If such proof and explanation exists, Blank argues, the physical sciences may not be equipped to find it. The task may be better left to the social sciences—sex is a biological act, but it is also a social one. Psychologists, anthropologist, sociologists, and philosophers have all contributed to the research on the subject. Leaving the study of heterosexuality to the social sciences “may be difficult for a culture whose doxa still holds that only the natural sciences possess truly impartial authority,” Blank concedes. “It may, however, not only prove to be the most intellectually honest path, but the most scientifically rigorous as well.”

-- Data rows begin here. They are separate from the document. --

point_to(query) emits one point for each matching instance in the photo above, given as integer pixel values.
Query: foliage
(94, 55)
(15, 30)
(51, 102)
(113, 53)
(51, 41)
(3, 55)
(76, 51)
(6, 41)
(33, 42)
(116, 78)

On its face, Straight is a book about the history of sex, but it is really a book about the history of knowledge. When it comes to something as influential as sexuality, it’s important to know how we came to know what we know. And though it can be off-putting at times, it is essential that we know just how much remains unknown. Michel Foucault and others have treaded this ground before, but Blank’s thorough and witty book is the first to target these known unknowns squarely at a popular audience.

Only when we bring the critique of straightness out of the laboratory and the academic elite will we really see a cultural shift in what we consider sexually “normal.” A long time ago, we all created the cultural category of “heterosexual,” then outlined a plethora of “not heterosexual” definitions in opposition to it. Now, we are circling back in an attempt to understand exactly what those categories mean. We are trying to explain our own doxa in terms more concrete and credible than “that’s just the way things have always been.” 

Heterosexuality, Blank concludes, is “a mouse that roared, a modern term of art posing as an eternal verity dressed in Classical-language garb, and an assimilative juggernaut.” The concept is messy, but it is not any messier than we are. “We are the ones whose imaginations created the heterosexual/homosexual scheme," Blank writes, "and we are also the ones whose multitudes that scheme ultimately cannot contain."